As your company grows, you will inevitably end up sending more and more log data. Hundreds of gigabytes and even terabytes every day! As someone who needs to get answers from that data, you don’t want big log volumes to create barriers to insight. Loggly Gamut Search™ introduces a new approach for high-performance search that we developed specifically for time-based datasets like log files. It enables our customers to search more data and search that data faster than they could before.
In this video, we (Jon and Derek) talk about why high-performance search matters to log management users, how we designed our search and caching approach, and what these changes mean for our product.
Gamut Search will be rolled out to Loggly customers over the coming weeks. It will be available for all Loggly pricing tiers, including Lite accounts.

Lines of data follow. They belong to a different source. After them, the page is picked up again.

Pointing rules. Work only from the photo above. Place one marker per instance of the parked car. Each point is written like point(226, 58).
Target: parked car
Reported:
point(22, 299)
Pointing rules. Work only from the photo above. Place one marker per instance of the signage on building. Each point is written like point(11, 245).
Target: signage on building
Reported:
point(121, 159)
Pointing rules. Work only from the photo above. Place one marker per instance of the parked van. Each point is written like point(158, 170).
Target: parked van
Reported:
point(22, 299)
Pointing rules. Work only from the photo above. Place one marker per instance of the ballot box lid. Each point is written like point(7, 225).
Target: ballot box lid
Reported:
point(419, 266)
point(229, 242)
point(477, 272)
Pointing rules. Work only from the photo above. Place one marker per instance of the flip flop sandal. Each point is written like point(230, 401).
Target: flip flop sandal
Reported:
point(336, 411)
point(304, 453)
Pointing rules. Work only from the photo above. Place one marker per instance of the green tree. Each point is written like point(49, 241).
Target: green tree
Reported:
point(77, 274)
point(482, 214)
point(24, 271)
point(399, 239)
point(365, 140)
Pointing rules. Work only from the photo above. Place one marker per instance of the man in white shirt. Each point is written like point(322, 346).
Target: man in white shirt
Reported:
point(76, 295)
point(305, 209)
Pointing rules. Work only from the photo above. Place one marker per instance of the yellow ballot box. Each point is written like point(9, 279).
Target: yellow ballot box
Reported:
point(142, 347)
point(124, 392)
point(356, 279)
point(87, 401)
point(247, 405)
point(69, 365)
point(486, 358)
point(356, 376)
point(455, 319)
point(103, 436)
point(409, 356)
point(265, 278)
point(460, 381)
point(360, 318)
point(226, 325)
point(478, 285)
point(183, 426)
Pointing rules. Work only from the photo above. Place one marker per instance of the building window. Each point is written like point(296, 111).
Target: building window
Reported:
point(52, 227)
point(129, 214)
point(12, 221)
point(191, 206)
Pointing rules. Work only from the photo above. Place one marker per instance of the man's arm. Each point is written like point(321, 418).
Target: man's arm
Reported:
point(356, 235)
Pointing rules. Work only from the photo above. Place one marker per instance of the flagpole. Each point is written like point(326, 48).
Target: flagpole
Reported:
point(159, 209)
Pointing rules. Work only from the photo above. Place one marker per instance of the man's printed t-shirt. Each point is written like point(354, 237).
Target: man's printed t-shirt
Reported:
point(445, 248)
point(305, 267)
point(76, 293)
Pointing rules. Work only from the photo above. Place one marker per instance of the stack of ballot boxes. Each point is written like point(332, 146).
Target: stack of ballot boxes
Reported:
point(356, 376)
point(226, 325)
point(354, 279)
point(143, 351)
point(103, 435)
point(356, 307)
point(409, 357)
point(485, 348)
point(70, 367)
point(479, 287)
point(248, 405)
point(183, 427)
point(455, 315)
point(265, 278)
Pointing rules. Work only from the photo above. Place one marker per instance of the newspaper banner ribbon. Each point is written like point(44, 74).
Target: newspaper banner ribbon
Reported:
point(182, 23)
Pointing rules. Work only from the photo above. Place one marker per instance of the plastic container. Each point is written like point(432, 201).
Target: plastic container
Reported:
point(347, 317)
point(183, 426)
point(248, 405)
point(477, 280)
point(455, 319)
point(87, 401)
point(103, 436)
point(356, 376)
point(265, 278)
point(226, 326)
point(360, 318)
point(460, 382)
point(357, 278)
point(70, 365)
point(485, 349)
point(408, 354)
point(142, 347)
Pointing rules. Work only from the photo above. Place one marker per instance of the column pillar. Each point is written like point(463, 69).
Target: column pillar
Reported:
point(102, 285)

If you want to dig even deeper into our solution, read on.
Big Data Searches Strike Fear into the Hearts of Log Management Users
How much do you hate watching a spinner as you wait for search results? Has spinner fear ever prevented you from digging deeper into your data? Do you hesitate to expand and look at your full history, or do you limit yourself to small subsets of your data because you don’t want to wait?
When you execute a search on a multi-gigabyte log dataset, there is a huge amount of work going on inside a search engine like Elasticsearch, and it all has to complete before you see anything. But with log data, we know that a lot of searches are really just probing to try and find something to validate your ideas about what might be going on. We can see this in our own logs, as people refine their queries to drill down on the log events that contain the information that matters.
When we looked at all of the queries coming into Loggly, we found that:
- 51% of searches are repeated with at least partial overlap within 30 minutes
- 43% of searches overlap at least half the time range
- 36% of searches overlap at least 90% of the time range
That data told us that the right caching strategy could have a big impact on performance. To take advantage of that, we also had to look at how queries are executed and whether we could improve things there.
Caching Drives Search Performance on Big Datasets
Anyone looking to build a high-performance search engine knows the importance of caching. It matters a lot because no matter what underlying technology you’re using, the fastest search you can do on any search engine is the one that pulls from cache rather than querying the index.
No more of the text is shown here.